March 07, 2016

In the Cleveland Plain Dealer, Scott Douglas Gerber (Ohio Northern): Clarence Thomas' views to loom larger at Supreme Court following Scalia's death.  An key excerpt:

What has gone unmentioned to date, however, is that Justice Thomas and Justice Scalia did not share the same interpretive approach in one major category of constitutional law: civil rights. As the recent tributes to Justice Scalia have made clear, Justice Scalia was the pre-eminent figure in American law on the conservative strand of originalism …. But Justice Thomas is not a conservative originalist on civil rights questions. Rather, he is what has come to be known as a "liberal originalist:" an originalist who places the libertarian political philosophy of the Declaration of Independence at the heart of the American conception of civil rights.

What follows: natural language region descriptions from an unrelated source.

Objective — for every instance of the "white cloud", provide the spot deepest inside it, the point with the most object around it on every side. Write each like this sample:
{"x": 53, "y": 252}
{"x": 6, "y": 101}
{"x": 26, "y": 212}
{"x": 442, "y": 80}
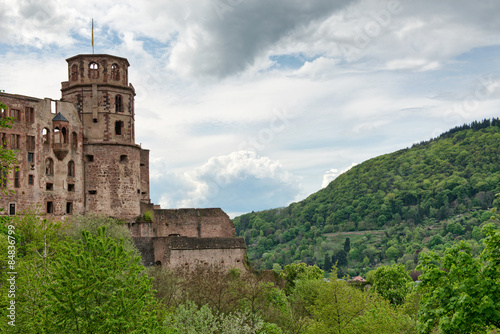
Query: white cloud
{"x": 235, "y": 182}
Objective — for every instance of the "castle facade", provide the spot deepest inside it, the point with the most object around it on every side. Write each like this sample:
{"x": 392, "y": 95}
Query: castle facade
{"x": 78, "y": 155}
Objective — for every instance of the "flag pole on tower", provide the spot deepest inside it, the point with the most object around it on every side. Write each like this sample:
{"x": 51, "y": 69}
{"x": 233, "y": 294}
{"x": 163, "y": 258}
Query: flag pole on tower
{"x": 92, "y": 36}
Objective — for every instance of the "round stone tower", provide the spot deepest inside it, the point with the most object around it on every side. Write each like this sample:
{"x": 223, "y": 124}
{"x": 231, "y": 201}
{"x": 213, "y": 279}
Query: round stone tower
{"x": 98, "y": 86}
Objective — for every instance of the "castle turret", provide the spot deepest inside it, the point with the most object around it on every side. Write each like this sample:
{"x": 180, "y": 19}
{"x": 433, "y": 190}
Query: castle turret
{"x": 98, "y": 86}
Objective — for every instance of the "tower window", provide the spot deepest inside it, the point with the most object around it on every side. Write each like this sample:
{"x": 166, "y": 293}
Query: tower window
{"x": 93, "y": 70}
{"x": 69, "y": 208}
{"x": 30, "y": 143}
{"x": 45, "y": 136}
{"x": 118, "y": 103}
{"x": 71, "y": 168}
{"x": 49, "y": 166}
{"x": 29, "y": 114}
{"x": 118, "y": 128}
{"x": 74, "y": 72}
{"x": 115, "y": 72}
{"x": 57, "y": 136}
{"x": 50, "y": 207}
{"x": 15, "y": 141}
{"x": 15, "y": 114}
{"x": 16, "y": 177}
{"x": 74, "y": 139}
{"x": 64, "y": 135}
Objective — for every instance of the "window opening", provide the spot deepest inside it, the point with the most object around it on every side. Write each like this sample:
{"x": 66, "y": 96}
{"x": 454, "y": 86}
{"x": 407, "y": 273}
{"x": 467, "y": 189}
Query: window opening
{"x": 74, "y": 139}
{"x": 115, "y": 72}
{"x": 50, "y": 207}
{"x": 49, "y": 166}
{"x": 118, "y": 128}
{"x": 45, "y": 136}
{"x": 118, "y": 103}
{"x": 74, "y": 72}
{"x": 30, "y": 143}
{"x": 57, "y": 135}
{"x": 69, "y": 208}
{"x": 64, "y": 135}
{"x": 15, "y": 114}
{"x": 16, "y": 177}
{"x": 71, "y": 168}
{"x": 94, "y": 70}
{"x": 15, "y": 141}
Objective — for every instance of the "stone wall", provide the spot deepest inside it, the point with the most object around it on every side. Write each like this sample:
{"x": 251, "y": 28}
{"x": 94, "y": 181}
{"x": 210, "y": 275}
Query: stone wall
{"x": 189, "y": 237}
{"x": 47, "y": 136}
{"x": 112, "y": 180}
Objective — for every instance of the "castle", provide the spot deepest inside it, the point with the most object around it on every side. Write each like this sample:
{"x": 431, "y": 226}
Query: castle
{"x": 78, "y": 155}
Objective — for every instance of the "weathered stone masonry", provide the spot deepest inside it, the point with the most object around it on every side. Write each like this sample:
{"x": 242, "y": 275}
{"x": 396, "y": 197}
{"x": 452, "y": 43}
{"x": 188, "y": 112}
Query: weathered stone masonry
{"x": 78, "y": 155}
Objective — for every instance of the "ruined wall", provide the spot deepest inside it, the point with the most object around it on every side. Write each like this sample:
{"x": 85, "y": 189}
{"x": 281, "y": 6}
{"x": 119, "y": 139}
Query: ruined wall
{"x": 194, "y": 223}
{"x": 189, "y": 237}
{"x": 188, "y": 252}
{"x": 112, "y": 183}
{"x": 144, "y": 170}
{"x": 47, "y": 136}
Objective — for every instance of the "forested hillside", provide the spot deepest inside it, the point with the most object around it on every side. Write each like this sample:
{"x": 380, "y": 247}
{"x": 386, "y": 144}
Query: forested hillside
{"x": 387, "y": 209}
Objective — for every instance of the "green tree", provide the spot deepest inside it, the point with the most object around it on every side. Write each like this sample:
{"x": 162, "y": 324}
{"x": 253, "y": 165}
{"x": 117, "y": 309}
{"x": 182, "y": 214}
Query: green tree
{"x": 460, "y": 292}
{"x": 347, "y": 245}
{"x": 299, "y": 271}
{"x": 392, "y": 283}
{"x": 97, "y": 287}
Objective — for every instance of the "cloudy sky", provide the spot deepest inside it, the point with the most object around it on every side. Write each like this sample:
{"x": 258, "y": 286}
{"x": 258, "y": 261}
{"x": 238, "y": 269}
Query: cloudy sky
{"x": 253, "y": 104}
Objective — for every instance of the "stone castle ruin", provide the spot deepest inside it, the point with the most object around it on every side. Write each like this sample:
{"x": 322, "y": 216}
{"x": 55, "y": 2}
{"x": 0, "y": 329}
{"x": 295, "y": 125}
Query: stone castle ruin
{"x": 78, "y": 155}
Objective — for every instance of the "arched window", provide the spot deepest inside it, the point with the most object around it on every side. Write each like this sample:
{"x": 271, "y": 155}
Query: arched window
{"x": 118, "y": 128}
{"x": 49, "y": 166}
{"x": 46, "y": 136}
{"x": 74, "y": 140}
{"x": 115, "y": 72}
{"x": 74, "y": 72}
{"x": 57, "y": 136}
{"x": 118, "y": 103}
{"x": 64, "y": 135}
{"x": 93, "y": 70}
{"x": 71, "y": 168}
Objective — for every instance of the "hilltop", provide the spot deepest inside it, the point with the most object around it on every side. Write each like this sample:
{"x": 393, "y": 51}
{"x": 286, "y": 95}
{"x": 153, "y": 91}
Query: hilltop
{"x": 389, "y": 208}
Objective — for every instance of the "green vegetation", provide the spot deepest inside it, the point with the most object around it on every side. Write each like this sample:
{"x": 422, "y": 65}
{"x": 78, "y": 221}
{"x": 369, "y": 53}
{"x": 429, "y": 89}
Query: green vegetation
{"x": 391, "y": 207}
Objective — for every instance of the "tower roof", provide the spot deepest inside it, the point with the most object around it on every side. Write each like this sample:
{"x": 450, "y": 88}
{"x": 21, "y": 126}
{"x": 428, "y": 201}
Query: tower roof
{"x": 59, "y": 117}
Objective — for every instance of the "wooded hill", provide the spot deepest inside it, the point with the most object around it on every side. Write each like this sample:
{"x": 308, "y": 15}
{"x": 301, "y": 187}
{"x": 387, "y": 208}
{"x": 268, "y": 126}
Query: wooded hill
{"x": 387, "y": 209}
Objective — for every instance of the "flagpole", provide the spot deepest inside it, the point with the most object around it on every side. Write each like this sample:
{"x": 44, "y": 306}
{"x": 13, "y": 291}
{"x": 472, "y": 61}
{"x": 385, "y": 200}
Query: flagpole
{"x": 92, "y": 36}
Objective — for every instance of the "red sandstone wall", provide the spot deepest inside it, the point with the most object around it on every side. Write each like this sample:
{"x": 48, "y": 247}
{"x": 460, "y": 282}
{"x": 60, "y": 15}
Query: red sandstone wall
{"x": 112, "y": 183}
{"x": 28, "y": 195}
{"x": 194, "y": 223}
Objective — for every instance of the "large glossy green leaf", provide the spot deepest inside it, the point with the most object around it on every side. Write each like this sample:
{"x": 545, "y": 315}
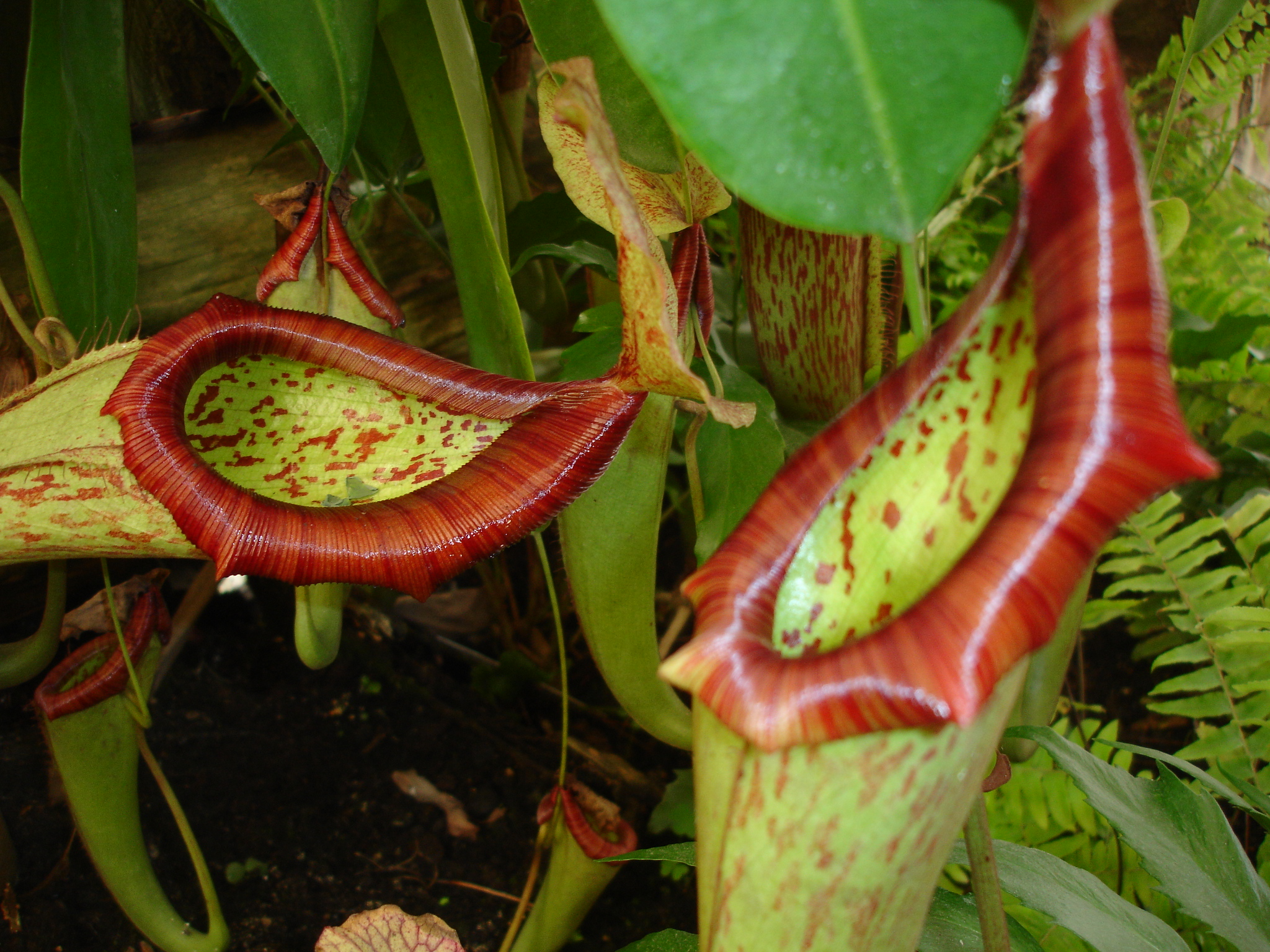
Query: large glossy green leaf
{"x": 1077, "y": 901}
{"x": 461, "y": 177}
{"x": 735, "y": 465}
{"x": 318, "y": 56}
{"x": 830, "y": 115}
{"x": 953, "y": 926}
{"x": 386, "y": 140}
{"x": 567, "y": 29}
{"x": 76, "y": 161}
{"x": 1181, "y": 837}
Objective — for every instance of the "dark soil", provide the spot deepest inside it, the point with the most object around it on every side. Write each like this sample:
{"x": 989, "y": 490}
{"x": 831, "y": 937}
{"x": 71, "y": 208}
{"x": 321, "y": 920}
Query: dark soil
{"x": 291, "y": 767}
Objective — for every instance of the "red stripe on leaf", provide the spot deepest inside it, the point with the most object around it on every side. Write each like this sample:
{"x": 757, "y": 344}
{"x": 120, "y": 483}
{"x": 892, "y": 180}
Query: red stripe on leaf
{"x": 563, "y": 437}
{"x": 1106, "y": 437}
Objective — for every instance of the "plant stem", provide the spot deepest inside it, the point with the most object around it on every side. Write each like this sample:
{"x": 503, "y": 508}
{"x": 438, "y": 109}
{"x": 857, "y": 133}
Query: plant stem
{"x": 695, "y": 319}
{"x": 418, "y": 225}
{"x": 22, "y": 660}
{"x": 690, "y": 456}
{"x": 984, "y": 879}
{"x": 19, "y": 325}
{"x": 540, "y": 845}
{"x": 564, "y": 668}
{"x": 1169, "y": 121}
{"x": 40, "y": 283}
{"x": 215, "y": 920}
{"x": 918, "y": 316}
{"x": 139, "y": 708}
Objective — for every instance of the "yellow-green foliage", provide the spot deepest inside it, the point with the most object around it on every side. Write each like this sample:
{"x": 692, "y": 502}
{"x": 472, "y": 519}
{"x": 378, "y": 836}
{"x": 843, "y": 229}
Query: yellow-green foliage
{"x": 1042, "y": 808}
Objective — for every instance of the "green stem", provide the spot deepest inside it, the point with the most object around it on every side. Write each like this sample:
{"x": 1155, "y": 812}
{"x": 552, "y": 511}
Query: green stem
{"x": 139, "y": 699}
{"x": 23, "y": 660}
{"x": 46, "y": 301}
{"x": 19, "y": 325}
{"x": 95, "y": 752}
{"x": 690, "y": 456}
{"x": 918, "y": 315}
{"x": 196, "y": 855}
{"x": 414, "y": 220}
{"x": 564, "y": 668}
{"x": 609, "y": 539}
{"x": 984, "y": 879}
{"x": 705, "y": 351}
{"x": 1169, "y": 121}
{"x": 437, "y": 102}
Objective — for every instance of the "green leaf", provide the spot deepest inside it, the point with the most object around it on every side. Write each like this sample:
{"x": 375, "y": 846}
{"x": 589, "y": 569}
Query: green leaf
{"x": 386, "y": 140}
{"x": 1174, "y": 223}
{"x": 735, "y": 465}
{"x": 665, "y": 941}
{"x": 460, "y": 173}
{"x": 567, "y": 29}
{"x": 76, "y": 162}
{"x": 830, "y": 115}
{"x": 1077, "y": 901}
{"x": 318, "y": 55}
{"x": 593, "y": 356}
{"x": 683, "y": 853}
{"x": 676, "y": 811}
{"x": 553, "y": 219}
{"x": 1181, "y": 838}
{"x": 1185, "y": 767}
{"x": 578, "y": 254}
{"x": 606, "y": 316}
{"x": 953, "y": 926}
{"x": 1212, "y": 19}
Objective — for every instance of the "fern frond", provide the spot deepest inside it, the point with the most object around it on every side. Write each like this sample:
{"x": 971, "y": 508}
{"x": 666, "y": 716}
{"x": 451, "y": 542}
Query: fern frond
{"x": 1204, "y": 607}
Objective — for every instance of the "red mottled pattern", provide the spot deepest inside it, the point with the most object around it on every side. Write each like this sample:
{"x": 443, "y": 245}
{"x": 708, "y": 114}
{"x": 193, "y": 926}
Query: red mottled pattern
{"x": 340, "y": 254}
{"x": 1106, "y": 437}
{"x": 808, "y": 296}
{"x": 564, "y": 436}
{"x": 585, "y": 834}
{"x": 55, "y": 700}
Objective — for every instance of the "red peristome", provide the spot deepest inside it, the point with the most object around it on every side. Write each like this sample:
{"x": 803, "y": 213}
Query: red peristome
{"x": 149, "y": 616}
{"x": 1106, "y": 436}
{"x": 586, "y": 835}
{"x": 285, "y": 265}
{"x": 563, "y": 438}
{"x": 340, "y": 254}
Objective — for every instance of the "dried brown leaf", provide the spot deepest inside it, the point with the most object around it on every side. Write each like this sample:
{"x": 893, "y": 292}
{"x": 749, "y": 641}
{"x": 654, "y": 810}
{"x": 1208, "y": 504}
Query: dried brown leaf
{"x": 389, "y": 930}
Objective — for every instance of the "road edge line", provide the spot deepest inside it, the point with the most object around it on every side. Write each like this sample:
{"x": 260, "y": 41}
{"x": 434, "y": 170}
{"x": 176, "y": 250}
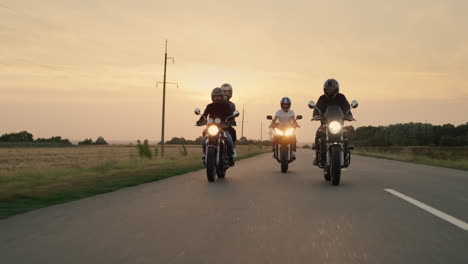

Although Justices Thomas and Scalia tended to vote together in civil rights cases, Justice Scalia declined to sign on to those portions of Justice Thomas' opinions that invoked the Declaration of Independence as the rule of decision.

And from the conclusion:

I seriously doubt that Justice Scalia's passing will transform Justice Thomas into the loquacious participant during oral argument that Justice Scalia was. But I do think that Justice Thomas's liberal originalism will come to supplant Justice Scalia's conservative originalism as the predominant alternative to the so-called progressive constitutionalism of the Court's Democratic appointees. Justice Scalia himself appeared open to the possibility: Just last term, he finally joined in full an opinion that Justice Thomas authored that invoked the Declaration of Independence.

Note: Professor Gerber is the author of First Principles: The Jurisprudence of Clarence Thomas (NYU Press 2002).